At the Anime Trending Awards, the series received eighteen nominations in total, resulting in seven wins. At the Crunchyroll Anime Awards, it received five nominations, including Best Isekai Anime (formerly known as Best Fantasy) for four consecutive years. Writing about the first season, Irfan Ghani Muhammad from Universitas Kiai Haji Achmad Siddiq Jember observed that Mushoku Tensei frequently challenges Rudeus's morality from various perspectives. His fear of the outside world starts changing when Roxy trains him and takes him on a journey through town, broadening his understanding of society. Ghani Muhammad also notes that Roxy undergoes a similar character arc, shaped by her differences from her people. HITC found that the anime properly followed the novel's narrative, most importantly Rudeus's coming-of-age story, which resonated with audiences. Comic Book Resources saw the focus on Rudeus's emotions as what marks the series as a major departure from other isekai storylines.

The second season's early episodes received mixed reactions, with controversy stemming from Rudeus's more despondent portrayal and a noticeable decline in animation quality. The positive reactions highlighted how Rudeus's character gained more depth through his solitude and attempts to connect with new characters.

The Japanese Blu-ray releases of the anime frequently appeared on the Oricon charts.

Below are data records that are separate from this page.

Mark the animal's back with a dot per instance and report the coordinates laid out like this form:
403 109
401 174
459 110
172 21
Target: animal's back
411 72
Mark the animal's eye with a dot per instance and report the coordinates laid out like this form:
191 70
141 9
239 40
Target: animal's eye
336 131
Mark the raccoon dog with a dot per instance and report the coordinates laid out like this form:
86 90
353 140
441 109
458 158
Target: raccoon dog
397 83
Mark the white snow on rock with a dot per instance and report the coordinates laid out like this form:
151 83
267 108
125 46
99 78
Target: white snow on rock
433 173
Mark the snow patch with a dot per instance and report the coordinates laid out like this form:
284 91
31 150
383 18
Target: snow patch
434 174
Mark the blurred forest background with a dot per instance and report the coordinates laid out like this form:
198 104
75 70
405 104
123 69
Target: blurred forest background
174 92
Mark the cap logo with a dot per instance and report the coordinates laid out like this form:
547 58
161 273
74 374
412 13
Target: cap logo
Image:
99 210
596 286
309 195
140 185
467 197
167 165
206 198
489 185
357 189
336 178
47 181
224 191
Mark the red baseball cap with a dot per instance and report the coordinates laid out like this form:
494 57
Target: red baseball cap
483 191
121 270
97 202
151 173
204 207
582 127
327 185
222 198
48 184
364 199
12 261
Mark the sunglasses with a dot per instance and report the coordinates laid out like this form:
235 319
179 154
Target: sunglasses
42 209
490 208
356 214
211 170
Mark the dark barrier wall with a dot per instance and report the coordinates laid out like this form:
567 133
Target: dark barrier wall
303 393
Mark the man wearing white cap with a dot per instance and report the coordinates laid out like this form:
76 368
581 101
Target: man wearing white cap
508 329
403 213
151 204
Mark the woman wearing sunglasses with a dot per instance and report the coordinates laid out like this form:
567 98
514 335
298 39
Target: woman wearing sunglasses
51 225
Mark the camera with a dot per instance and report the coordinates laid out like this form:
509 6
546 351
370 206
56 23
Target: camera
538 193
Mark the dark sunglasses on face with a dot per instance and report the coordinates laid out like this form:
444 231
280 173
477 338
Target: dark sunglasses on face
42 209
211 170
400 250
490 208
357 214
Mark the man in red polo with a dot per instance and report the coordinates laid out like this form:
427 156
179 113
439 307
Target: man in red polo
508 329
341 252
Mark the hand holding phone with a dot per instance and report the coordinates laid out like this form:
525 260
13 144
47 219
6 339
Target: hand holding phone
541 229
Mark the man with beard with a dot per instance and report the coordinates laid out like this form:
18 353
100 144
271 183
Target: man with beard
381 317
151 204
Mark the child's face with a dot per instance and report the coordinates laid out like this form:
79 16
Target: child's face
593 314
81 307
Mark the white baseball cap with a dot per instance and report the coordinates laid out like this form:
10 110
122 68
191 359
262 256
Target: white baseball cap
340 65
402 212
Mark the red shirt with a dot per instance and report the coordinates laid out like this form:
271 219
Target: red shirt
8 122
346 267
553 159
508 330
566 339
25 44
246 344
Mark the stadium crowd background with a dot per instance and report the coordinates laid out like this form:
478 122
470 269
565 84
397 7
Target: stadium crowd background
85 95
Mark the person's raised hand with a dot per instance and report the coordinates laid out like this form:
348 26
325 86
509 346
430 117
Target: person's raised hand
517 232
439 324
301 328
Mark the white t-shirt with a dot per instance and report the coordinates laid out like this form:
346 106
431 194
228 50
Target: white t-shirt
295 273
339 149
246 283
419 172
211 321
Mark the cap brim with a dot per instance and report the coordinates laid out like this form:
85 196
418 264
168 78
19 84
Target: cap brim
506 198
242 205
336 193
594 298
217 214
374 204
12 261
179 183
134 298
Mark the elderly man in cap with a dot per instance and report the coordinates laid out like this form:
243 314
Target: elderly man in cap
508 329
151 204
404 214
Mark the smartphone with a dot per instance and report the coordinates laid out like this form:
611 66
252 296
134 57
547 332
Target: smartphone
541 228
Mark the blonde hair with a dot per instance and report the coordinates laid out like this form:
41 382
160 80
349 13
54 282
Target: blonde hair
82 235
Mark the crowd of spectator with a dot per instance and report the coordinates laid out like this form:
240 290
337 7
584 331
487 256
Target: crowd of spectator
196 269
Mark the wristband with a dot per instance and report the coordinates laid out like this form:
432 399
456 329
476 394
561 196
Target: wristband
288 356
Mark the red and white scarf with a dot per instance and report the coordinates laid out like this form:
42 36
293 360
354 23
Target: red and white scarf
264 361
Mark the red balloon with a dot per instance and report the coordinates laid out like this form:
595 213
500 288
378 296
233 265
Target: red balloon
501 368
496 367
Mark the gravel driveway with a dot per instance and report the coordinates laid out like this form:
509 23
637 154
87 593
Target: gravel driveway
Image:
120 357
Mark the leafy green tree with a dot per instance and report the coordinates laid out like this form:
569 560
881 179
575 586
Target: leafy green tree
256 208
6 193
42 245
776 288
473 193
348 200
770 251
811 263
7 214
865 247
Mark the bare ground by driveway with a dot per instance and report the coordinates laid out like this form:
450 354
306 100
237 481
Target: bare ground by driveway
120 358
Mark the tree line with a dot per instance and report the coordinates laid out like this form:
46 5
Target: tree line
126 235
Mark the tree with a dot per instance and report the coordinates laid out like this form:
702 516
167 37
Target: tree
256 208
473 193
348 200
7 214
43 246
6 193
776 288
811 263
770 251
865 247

=== LexBurner's controversy ===
On February 8, 2021, before the premiere of the fifth episode of the anime adaptation, a Chinese streaming network, Bilibili, temporarily halted the streaming of the anime on the grounds of a "technical failure". According to fan speculation, it might have been linked to the actions of the popular Chinese influencer LexBurner, who made derogatory remarks about the series and its fans, including a comment describing it as "for bottom-feeders in the social hierarchy". Following his comments, some of his followers left many low ratings for the series on the media-reviewing website, Douban, to review-bomb the series with a 1-star rating. However, the series concurrently enjoyed a 9.2/10 rating on Bilibili. This led to LexBurner being banned from the site. Later, author Rifujin na Magonote commented on LexBurner's actions:His words are only his personal opinion, and he is free to hold whatever views he likes.

Although I am displeased at how he has insulted other viewers, anime is not made only for successful people, so I hope that those who can enjoy it will enjoy it.He further commented:If that is the kind of online presence he is, that's just the way it is sometimes. Even in Japan, there are plenty of people like him, although they might not have his influence.

As far as I am concerned, instead of engaging with him, I think it is more important to ignore him and grow your own communities. Thank you!